Despite the lower absolute result, CY25 marked the third consecutive
year of profitability for GuarantCo. Excluding this single large
impairment, underlying operating performance — as reflected in guarantee fee
income growth and net finance income — showed clear improvement year-on-year.
Sustainability
GuarantCo's portfolio has a major weight of guarantees/exposures in South Asia as per mandate, specifically towards South and Southeast Asia. The Company is aiming to expand its guarantee portfolio in the upcoming years.
Financial Risk
Credit Risk
GuarantCo's guarantee portfolio remains well diversified, spanning twenty-four countries and twelve industry sectors. At end-CY25, total exposure stood at USD 1,219mln, up 10.1% from USD 1,108mln at end-CY24, a pace of growth that points to continued underwriting momentum even as the operating environment has called for greater selectivity. This expansion was driven by fourteen financial closes completed over the year, representing USD 601mln of new commitments, which fed through into a more pronounced 28.7% rise in the active portfolio, from USD 855mln to USD 1.1bln. The Company also widened its footprint during the year by entering two new markets, Iraq and Mongolia, demonstrating its ability to extend its developmental reach into additional frontier markets while still preserving overall portfolio balance. Asset quality trends were also encouraging over the period the share of performing assets within the book rose. That this improvement in credit quality occurred in tandem with rapid portfolio growth suggests underwriting standards have held firm even as GuarantCo has scaled up its guarantee commitments.
Market Risk
At end-Dec25, the investment portfolio stood at USD 266mln as of the reporting period (CY24: USD 183mln). Investments constitute a significant portion of the Company’s total assets and are primarily composed of debt instruments measured at fair value through profit or loss (FVTPL). The substantial year-on-year growth in the
investment portfolio reflects both the redeployment of newly received capital
injections and reinvestment of net finance income generated during the period.

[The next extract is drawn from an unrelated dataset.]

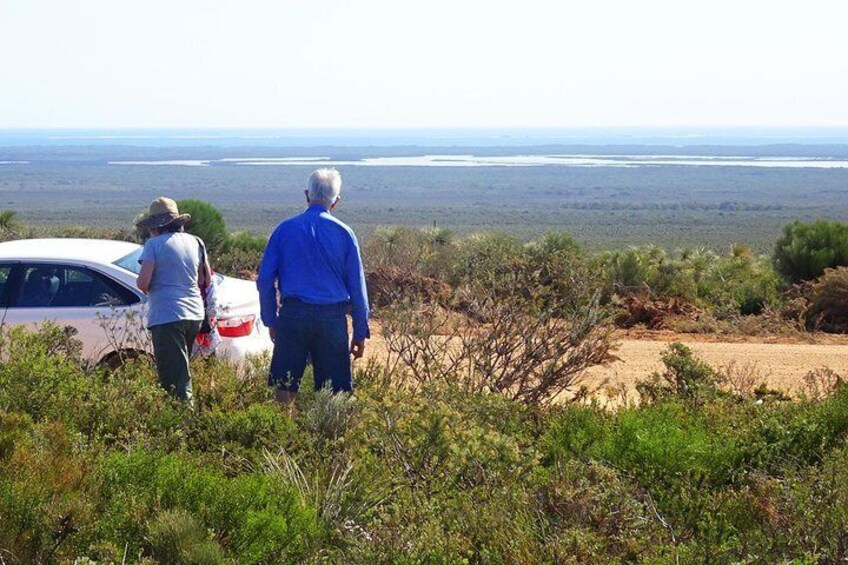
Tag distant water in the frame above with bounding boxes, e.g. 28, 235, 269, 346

The portfolio's composition, concentrated in investment-grade rated debt
instruments with capital preservation, supports a
conservative market risk posture notwithstanding the portfolio's increased
absolute size.
Liquidity and Funding
The Company
continues to benefit from strong and regular capital injections from its
sponsors. During CY25 and into early CY26, GuarantCo received approximately USD
12.4mln in new paid-in equity, including contributions from FCDO, SECO, DFAT,
and, for the first time, GAC. Liquidity capacity was further reinforced through
a USD 50mln liquidity facility signed with Standard Chartered Bank in 2025.
Beyond recurring sponsor capital, GuarantCo also activated additional
capacity under its Sida counter-guarantee facility during the year in support
of specific transactions, providing an additional layer of contingent funding
support distinct from paid-in equity.
Capitalization
The Company
maintains a robust capitalisation position, supported by a strong shareholders'
equity base relative to its guarantee portfolio. Total capital available to
GuarantCo, comprising equity, debt, and callable resources, stood at
approximately USD 678mln as at end-CY25, comprising USD 383mln of paid-in share
capital, USD 263mln of contingent capital facilities, and USD 32mln of debt
facilities. While, the shareholders' equity ratio for the Company stood at 75.9% as of end-Dec25, which is considered fairly adequate (end-Dec24: 82.5%).